Review Report Before Acting

The markdown report contains nuanced analysis not shown in terminal output:

# After brainstorm
cat plans/reports/brainstorm-251129-{topic}.md

Integration with Workflow

Before Planning

# 1. Brainstorm approach
/brainstorm [best auth strategy for multi-tenant SaaS?]

# 2. Review report, discuss with team
cat plans/reports/brainstorm-251129-auth-strategy.md

# 3. Create implementation plan
/plan [implement JWT auth with tenant isolation]

# 4. Execute
/code

During Architecture Review

# 1. Reviewing PR with complex changes
git diff main

# 2. Question the approach
/brainstorm [is this service abstraction worth the complexity?]

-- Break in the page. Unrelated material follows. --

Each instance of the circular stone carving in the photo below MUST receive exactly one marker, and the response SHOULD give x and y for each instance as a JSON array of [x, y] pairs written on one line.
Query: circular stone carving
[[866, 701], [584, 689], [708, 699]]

# 3. Adjust based on recommendation
  • /ask - Quick architectural questions without full report
  • /plan - Create implementation plan after brainstorming
  • /code - Execute plans with quality gates
  • /cook - Implement features step-by-step

Key Takeaway: /brainstorm provides structured multi-perspective analysis on technical decisions, documenting recommendations against YAGNI, KISS, and DRY principles. It advises - you decide.